Case in point: Today. I wanted to go to the Haras Cup this weekend to spectate. I REALLY wanted to go! What a fun little weekend trip that would have been. Of course, this meant I was going to have to hire a pet sitter, because even though Future Hubs is home, he doesn't do the horse thing and couldn't really do anything anyway with his allergies. The pet sitter ended up needing to bail for work related reasons. Then it turned out Future Hubs also had to go to a wedding, so he wasn't going to be home on Saturday night. So if I was going to go, it was going to be a day trip.
A day trip with 8+ hours of driving.
And 8 hours is a literal day.
I really wanted to go anyway. I wanted to say screw it and just hop up and get to it. But reason won out. I stayed home.
This is probably the 10th time this year I've had to make that decision, to just stay home because I had nobody to help me. Hell, I even missed an entire summer vacation because of that this year.
I made the choice to keep my horses at home with no other support system other than myself. I LOVE keeping them here and I would not for a second trade ANY of this for being stuck a single day at a boarding barn again. But on days like this, I get frustrated and annoyed. It is SO HARD to do this all by myself. I have a lot of things riding on my shoulders and I only have myself to rely on at the end of the day, which means that sometimes the things I REALLY want to do just don't get done. The trips I want to go on just don't get taken. The shows I want to spectate at just don't happen.

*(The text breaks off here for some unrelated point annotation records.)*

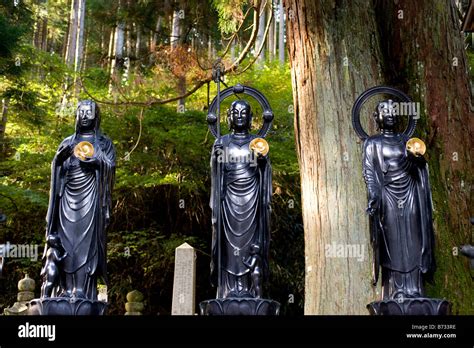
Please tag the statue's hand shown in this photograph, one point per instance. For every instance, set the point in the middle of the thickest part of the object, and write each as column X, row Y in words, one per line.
column 64, row 153
column 372, row 206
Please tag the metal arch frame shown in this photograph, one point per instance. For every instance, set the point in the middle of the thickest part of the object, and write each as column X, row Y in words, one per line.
column 268, row 116
column 361, row 133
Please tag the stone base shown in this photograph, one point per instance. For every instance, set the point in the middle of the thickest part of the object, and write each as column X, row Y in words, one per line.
column 239, row 306
column 66, row 306
column 410, row 306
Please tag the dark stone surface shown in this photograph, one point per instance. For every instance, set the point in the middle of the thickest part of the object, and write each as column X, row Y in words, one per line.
column 410, row 306
column 239, row 306
column 66, row 306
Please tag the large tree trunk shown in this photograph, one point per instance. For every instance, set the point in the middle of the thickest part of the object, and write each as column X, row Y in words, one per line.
column 271, row 33
column 337, row 50
column 80, row 43
column 261, row 34
column 424, row 56
column 3, row 124
column 176, row 40
column 72, row 34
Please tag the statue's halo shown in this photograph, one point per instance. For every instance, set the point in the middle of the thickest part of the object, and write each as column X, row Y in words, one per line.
column 361, row 133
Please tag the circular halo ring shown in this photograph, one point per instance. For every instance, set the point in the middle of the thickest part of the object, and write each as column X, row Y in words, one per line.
column 361, row 133
column 241, row 89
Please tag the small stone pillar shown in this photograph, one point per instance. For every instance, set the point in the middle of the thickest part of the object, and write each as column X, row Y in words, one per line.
column 26, row 288
column 134, row 305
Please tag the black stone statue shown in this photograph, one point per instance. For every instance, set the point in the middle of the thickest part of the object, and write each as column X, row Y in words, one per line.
column 400, row 210
column 245, row 192
column 240, row 201
column 82, row 176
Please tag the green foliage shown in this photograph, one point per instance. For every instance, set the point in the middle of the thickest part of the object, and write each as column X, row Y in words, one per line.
column 230, row 14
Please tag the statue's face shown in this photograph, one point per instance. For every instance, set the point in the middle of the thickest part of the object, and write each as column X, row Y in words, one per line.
column 240, row 116
column 387, row 118
column 86, row 116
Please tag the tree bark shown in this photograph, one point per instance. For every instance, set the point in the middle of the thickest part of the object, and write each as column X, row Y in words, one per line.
column 425, row 56
column 320, row 36
column 81, row 12
column 261, row 35
column 72, row 36
column 176, row 40
column 3, row 124
column 271, row 34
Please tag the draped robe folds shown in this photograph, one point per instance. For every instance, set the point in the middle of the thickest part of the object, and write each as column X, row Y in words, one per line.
column 401, row 228
column 245, row 192
column 79, row 210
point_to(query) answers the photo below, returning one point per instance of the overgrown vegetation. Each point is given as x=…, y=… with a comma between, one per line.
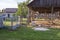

Something will have to give next year. Something will need to change. I am going to show and I am not going to show much locally if I have anything to say about it, so I will need to hire somebody to come feed with regularity. I have a few people I can pull from, which is good, but still.... the principle of it is kind of a huge pain in my butt.
I know some of you are stuck in this same boat. What do you do to manage everything all by yourself? How do you manage to ever get away, or to show, or to take a weekend trip, or even to just have your animals attended to when you have nobody to help you?
Rant over. I feel better for having gotten it off my chest. I'll figure it out I'm sure... but of course, any suggestions are always welcome and appreciated.